At K9Active we like to support charities that are close to our hearts and we recently decided to sponsor a Guide Dog puppy who is very aptly called Biscuit.
Biscuit is a gorgeous yellow Labrador x Golden Retriever puppy who has a long journey ahead of her as she goes through her puppy walking stage onto hopefully becoming a working Guide Dog and as her sponsors we will be receiving regular updates and photos of her progress.
As a young puppy Biscuit underwent a series of assessments to see if she has the right qualities to be a potential Guide Dog and like all of the pups who pass these tests she is now living in the home of a volunteer puppy walker for her socialising training. The role of a Puppy Walker is one which is vitally important as it is these volunteers who spend time a huge amount of time introducing the puppies to all the sights and sounds they need to be familiar with if they are to grow into confident dogs who can cope with the responsibility of one day leading a partially sighted or Blind person. As well as socialising Biscuit her puppy walker will also teach her good manners – both at home and when out in public, basic obedience and attend regular puppy classes with her and a member of the Guide Dog team.
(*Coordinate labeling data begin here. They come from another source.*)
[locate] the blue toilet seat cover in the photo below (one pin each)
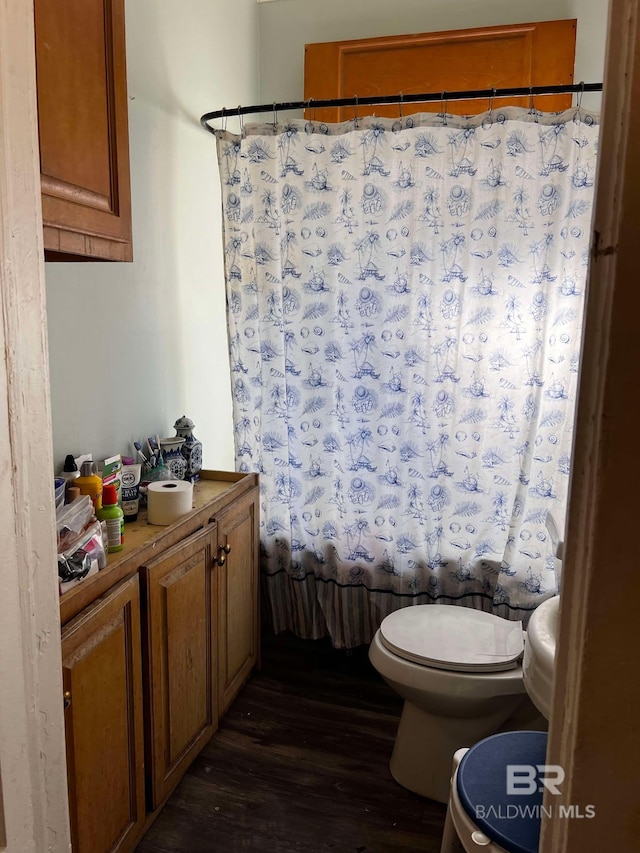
(511, 820)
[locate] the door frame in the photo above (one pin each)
(589, 694)
(33, 779)
(594, 734)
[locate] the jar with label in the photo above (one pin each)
(114, 517)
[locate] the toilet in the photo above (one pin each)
(459, 672)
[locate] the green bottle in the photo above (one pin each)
(114, 516)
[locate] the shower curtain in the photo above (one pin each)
(405, 303)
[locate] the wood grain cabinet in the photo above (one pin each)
(180, 649)
(83, 129)
(155, 648)
(238, 600)
(102, 678)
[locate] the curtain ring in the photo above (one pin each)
(576, 115)
(491, 99)
(532, 110)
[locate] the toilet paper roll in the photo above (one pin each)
(168, 500)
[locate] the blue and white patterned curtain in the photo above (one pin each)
(405, 303)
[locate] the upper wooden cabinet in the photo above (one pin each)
(531, 54)
(83, 129)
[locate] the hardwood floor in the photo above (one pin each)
(300, 765)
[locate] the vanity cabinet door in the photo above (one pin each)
(102, 678)
(180, 619)
(83, 129)
(237, 556)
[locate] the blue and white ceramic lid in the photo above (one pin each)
(454, 638)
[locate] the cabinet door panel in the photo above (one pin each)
(238, 602)
(531, 54)
(180, 652)
(83, 128)
(105, 752)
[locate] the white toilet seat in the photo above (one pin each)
(456, 639)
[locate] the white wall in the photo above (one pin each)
(287, 25)
(135, 346)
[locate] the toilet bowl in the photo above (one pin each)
(460, 673)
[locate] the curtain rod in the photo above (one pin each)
(374, 100)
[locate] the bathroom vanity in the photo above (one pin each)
(155, 647)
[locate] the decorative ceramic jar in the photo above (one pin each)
(173, 458)
(191, 449)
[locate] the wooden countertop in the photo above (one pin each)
(142, 541)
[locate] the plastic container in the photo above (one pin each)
(90, 484)
(113, 515)
(59, 484)
(69, 473)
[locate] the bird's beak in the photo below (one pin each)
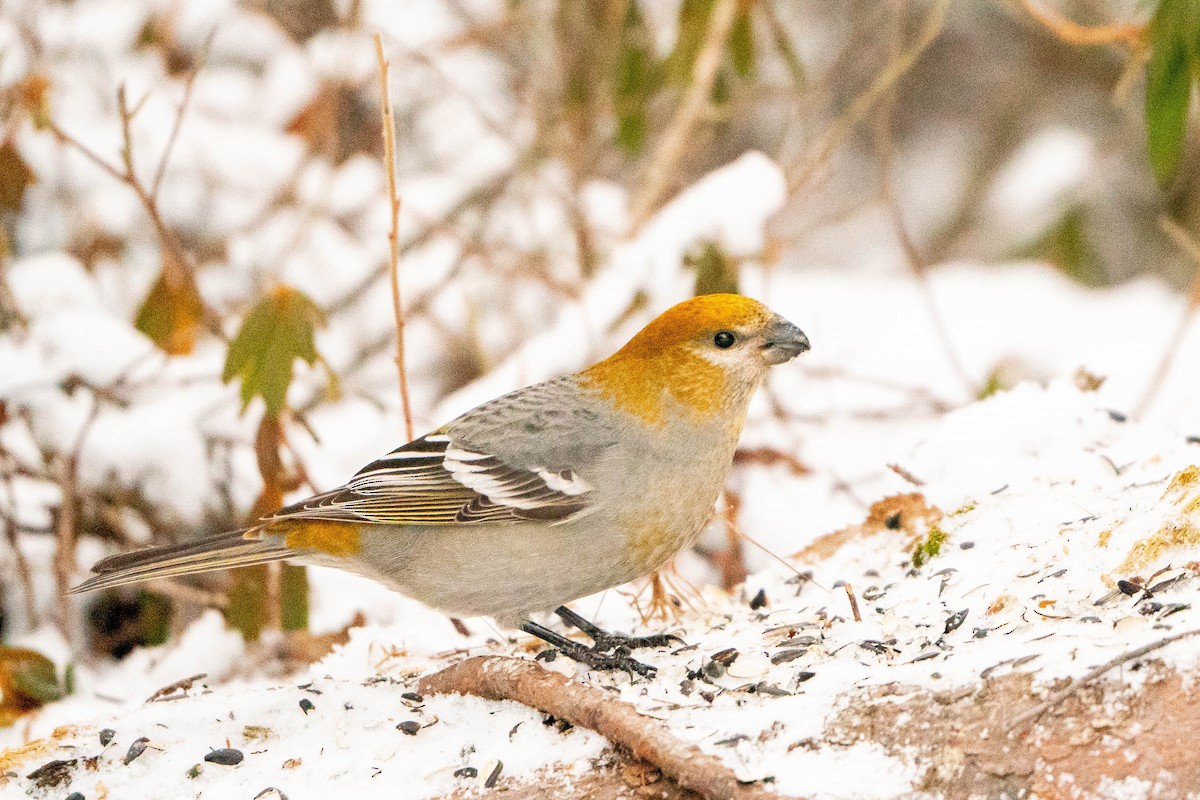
(784, 342)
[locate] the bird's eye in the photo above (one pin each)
(724, 340)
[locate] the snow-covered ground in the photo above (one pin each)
(1053, 505)
(1047, 495)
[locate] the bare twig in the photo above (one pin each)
(23, 570)
(819, 151)
(784, 44)
(1078, 684)
(853, 602)
(525, 681)
(917, 264)
(181, 685)
(389, 150)
(178, 264)
(677, 138)
(179, 114)
(1074, 34)
(765, 548)
(1189, 246)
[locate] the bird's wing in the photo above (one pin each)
(455, 476)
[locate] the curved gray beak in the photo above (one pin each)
(784, 342)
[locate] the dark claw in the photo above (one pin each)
(595, 656)
(605, 642)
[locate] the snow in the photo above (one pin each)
(1049, 495)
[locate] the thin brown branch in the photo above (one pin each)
(178, 260)
(389, 155)
(1189, 246)
(820, 151)
(675, 144)
(515, 679)
(853, 602)
(763, 548)
(23, 570)
(1072, 32)
(784, 44)
(156, 184)
(1078, 684)
(66, 528)
(917, 264)
(183, 685)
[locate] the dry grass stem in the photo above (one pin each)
(820, 151)
(23, 569)
(1074, 34)
(515, 679)
(853, 602)
(1189, 246)
(179, 114)
(389, 155)
(673, 145)
(1077, 684)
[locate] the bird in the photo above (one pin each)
(537, 498)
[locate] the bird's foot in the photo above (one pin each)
(604, 641)
(615, 657)
(618, 660)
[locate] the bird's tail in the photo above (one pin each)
(217, 552)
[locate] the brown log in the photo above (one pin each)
(515, 679)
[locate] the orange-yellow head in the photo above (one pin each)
(705, 355)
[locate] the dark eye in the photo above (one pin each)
(724, 340)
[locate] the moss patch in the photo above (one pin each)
(930, 547)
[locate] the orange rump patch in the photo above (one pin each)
(340, 539)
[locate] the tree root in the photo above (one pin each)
(515, 679)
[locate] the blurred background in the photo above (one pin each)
(196, 314)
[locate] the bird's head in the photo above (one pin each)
(708, 353)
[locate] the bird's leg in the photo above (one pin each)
(605, 641)
(589, 656)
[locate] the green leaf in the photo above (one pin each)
(172, 311)
(717, 272)
(28, 680)
(276, 332)
(1174, 66)
(294, 597)
(742, 42)
(693, 26)
(15, 178)
(246, 609)
(637, 77)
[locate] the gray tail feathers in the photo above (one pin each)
(217, 552)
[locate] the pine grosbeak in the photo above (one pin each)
(540, 497)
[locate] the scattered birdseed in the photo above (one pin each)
(759, 600)
(1128, 587)
(790, 654)
(495, 775)
(955, 620)
(225, 757)
(136, 749)
(52, 774)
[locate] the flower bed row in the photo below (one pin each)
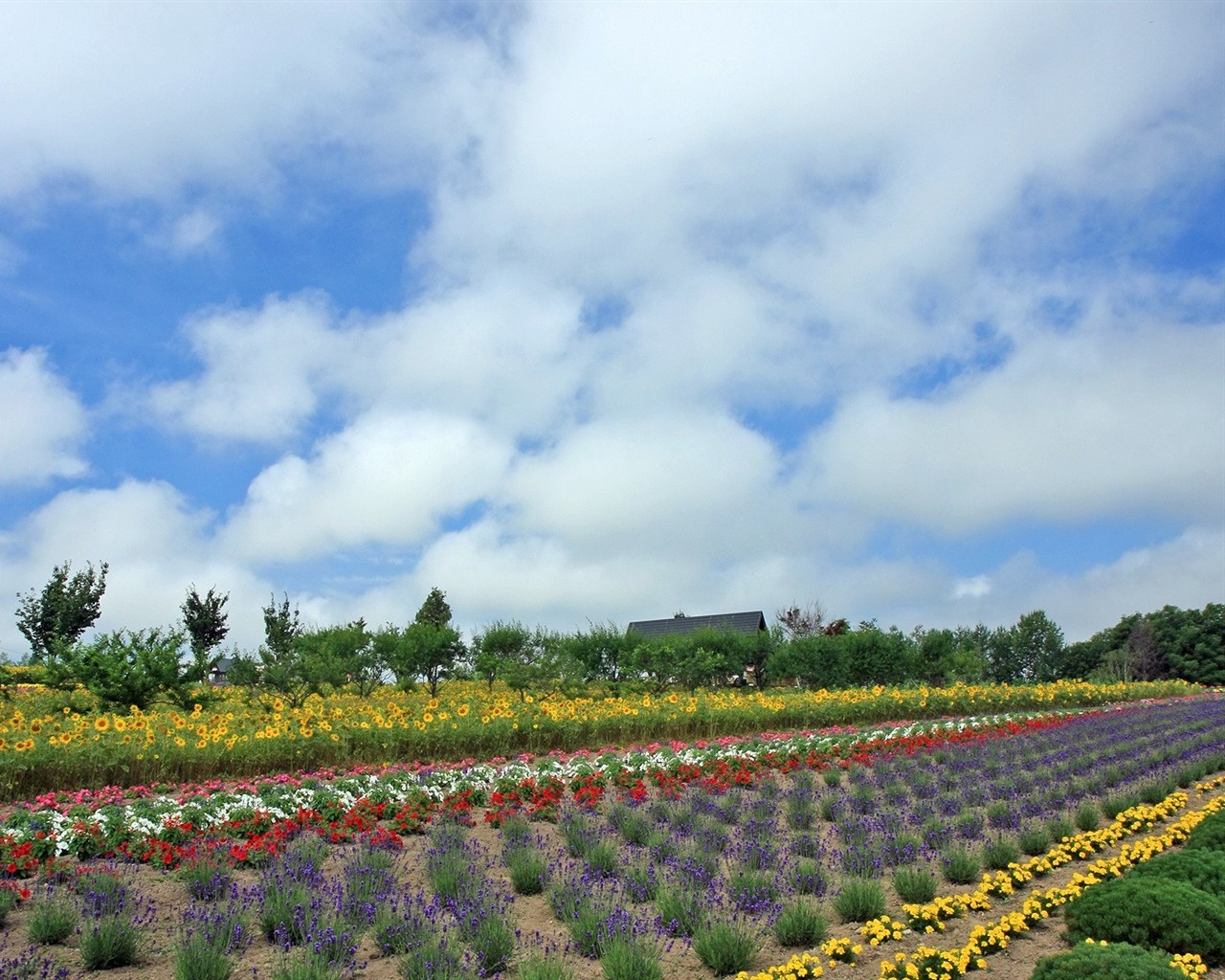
(255, 818)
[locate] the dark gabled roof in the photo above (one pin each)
(750, 624)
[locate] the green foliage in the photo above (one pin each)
(1034, 840)
(421, 651)
(66, 607)
(292, 663)
(800, 924)
(127, 666)
(1000, 853)
(726, 948)
(1198, 867)
(959, 866)
(205, 621)
(1087, 817)
(1150, 911)
(630, 959)
(109, 944)
(858, 901)
(52, 919)
(542, 967)
(1187, 643)
(1111, 962)
(1211, 834)
(915, 886)
(435, 611)
(341, 656)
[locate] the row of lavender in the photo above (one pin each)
(712, 875)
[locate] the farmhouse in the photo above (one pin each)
(750, 624)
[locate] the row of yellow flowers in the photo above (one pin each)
(51, 739)
(930, 963)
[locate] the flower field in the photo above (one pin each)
(875, 850)
(49, 740)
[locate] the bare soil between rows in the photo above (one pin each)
(539, 928)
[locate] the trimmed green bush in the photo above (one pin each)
(858, 901)
(1201, 869)
(1153, 913)
(1114, 962)
(1211, 834)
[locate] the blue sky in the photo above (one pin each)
(595, 311)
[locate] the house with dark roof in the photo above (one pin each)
(750, 624)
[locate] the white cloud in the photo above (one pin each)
(1070, 428)
(156, 544)
(386, 479)
(140, 100)
(195, 232)
(44, 421)
(650, 482)
(262, 368)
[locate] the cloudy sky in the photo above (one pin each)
(598, 311)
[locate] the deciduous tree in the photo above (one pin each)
(68, 605)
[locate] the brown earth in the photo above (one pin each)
(539, 928)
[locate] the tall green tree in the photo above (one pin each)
(435, 609)
(206, 622)
(68, 605)
(341, 656)
(127, 668)
(283, 666)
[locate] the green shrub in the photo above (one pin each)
(915, 886)
(858, 901)
(1115, 805)
(1211, 834)
(1153, 913)
(109, 944)
(800, 924)
(1034, 840)
(541, 967)
(959, 866)
(1058, 828)
(1087, 817)
(52, 920)
(528, 870)
(8, 903)
(1000, 853)
(630, 959)
(1201, 869)
(726, 948)
(1112, 962)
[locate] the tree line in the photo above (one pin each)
(139, 666)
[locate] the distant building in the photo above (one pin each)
(221, 672)
(750, 624)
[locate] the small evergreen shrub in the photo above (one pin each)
(52, 920)
(800, 924)
(959, 866)
(914, 886)
(1111, 962)
(1087, 817)
(630, 959)
(1034, 840)
(1058, 828)
(1153, 913)
(1210, 835)
(541, 967)
(1000, 853)
(858, 901)
(1201, 869)
(725, 948)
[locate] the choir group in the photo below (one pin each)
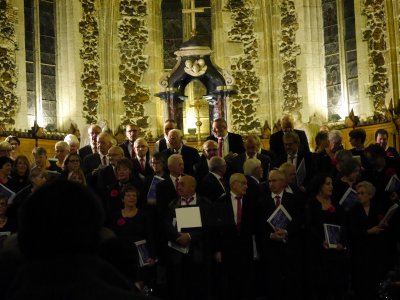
(237, 221)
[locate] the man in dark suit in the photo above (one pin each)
(235, 214)
(132, 132)
(279, 247)
(253, 170)
(189, 273)
(381, 138)
(190, 155)
(107, 176)
(94, 130)
(162, 144)
(287, 125)
(210, 149)
(141, 163)
(94, 162)
(293, 154)
(229, 144)
(252, 146)
(213, 184)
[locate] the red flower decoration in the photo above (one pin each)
(121, 222)
(114, 193)
(390, 172)
(331, 209)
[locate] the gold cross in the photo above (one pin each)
(192, 11)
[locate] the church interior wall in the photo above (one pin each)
(267, 64)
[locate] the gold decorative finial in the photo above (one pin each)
(192, 11)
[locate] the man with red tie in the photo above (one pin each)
(132, 132)
(235, 216)
(213, 184)
(141, 163)
(189, 273)
(280, 248)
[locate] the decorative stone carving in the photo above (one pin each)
(90, 78)
(133, 36)
(8, 68)
(375, 35)
(289, 50)
(243, 68)
(196, 68)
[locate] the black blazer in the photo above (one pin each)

One particularly important aspect of being a Guide Dog puppy in training Biscuit will have to learn about is how to greet members of the public or more importantly how to ignore them when she is working. As dog lovers it is all too easy to want to fuss a puppy when we see them but as a Guide Dog trainee they must learn that when they are in harness then they should not speak to passers-by unless their handler tells them they can. This can be challenging for a young dog but by learning at an early age to focus onto their handler and the job in hand rather than looking for people or other dogs to speak to they will have a great chance of being successful in later training. As Guide Dogs progress through their training and they reach the advanced stages where they start to learn to guide the dogs will wear a harness and sometimes a jacket. This harness and jacket indicates both to the dog and to members of the public that they are working and as a general rule they should not be approached with the same rule applying to other assistance dogs who are wearing jackets.
It is however perfectly acceptable to speak to the person at the other end of the lead or harness so long as they are comfortable with this but you should approach without making eye contact with the dog or putting your hand down to them. Should the handler give you permission to speak to their dog then you should do so calmly so you do not encourage any jumping up, it is very important that paws stay on the ground at all times. If a person with a Guide Dog requires assistance then they will usually lower the handle of the dogs harness and hold the lead instead but again you should approach the person rather than the dog.
Finally you should never feed a Guide Dog or any assistance dog without the handler’s permission even if the dog is off duty as this can encourage scrounging or scavenging which is something that must be avoided in a working dog.
Biscuit certainly has a lot to learn but we are looking forward to hearing how she rises to the challenge of her training.